= Path integral Monte Carlo =

Quantum algorithm to calculate path integrals in quantum multi-body problems

Path integral Monte Carlo (PIMC) is a quantum Monte Carlo method used to solve quantum statistical mechanics problems numerically within the path integral formulation. The application of Monte Carlo methods to path integral simulations of condensed matter systems was first pursued in a key paper by John A. Barker.

The method is typically (but not necessarily) applied under the assumption that symmetry or antisymmetry under exchange can be neglected, i.e., identical particles are assumed to be quantum Boltzmann particles, as opposed to fermion and boson particles. The method is often applied to calculate thermodynamic properties such as the internal energy, heat capacity, or free energy. As with all Monte Carlo method based approaches, a large number of points must be calculated.

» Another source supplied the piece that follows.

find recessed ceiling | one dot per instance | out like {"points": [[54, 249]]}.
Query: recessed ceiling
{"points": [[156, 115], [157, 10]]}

In principle, as more path descriptors are used (these can be "replicas", "beads," or "Fourier coefficients," depending on what strategy is used to represent the paths), the more quantum (and the less classical) the result is. However, for some properties the correction may cause model predictions to initially become less accurate than neglecting them if a small number of path descriptors are included. At some point the number of descriptors is sufficiently large and the corrected model begins to converge smoothly to the correct quantum answer. Because it is a statistical sampling method, PIMC can take anharmonicity fully into account, and because it is quantum, it takes into account important quantum effects such as tunneling and zero-point energy (while neglecting the exchange interaction in some cases).

The basic framework was originally formulated within the canonical ensemble, but has since been extended to include the grand canonical ensemble and the microcanonical ensemble. Its use has been extended to fermion systems as well as systems of bosons.

An early application was to the study of liquid helium. Numerous applications have been made to other systems, including liquid water and the hydrated electron. The algorithms and formalism have also been mapped onto non-quantum mechanical problems in the field of financial modeling, including option pricing.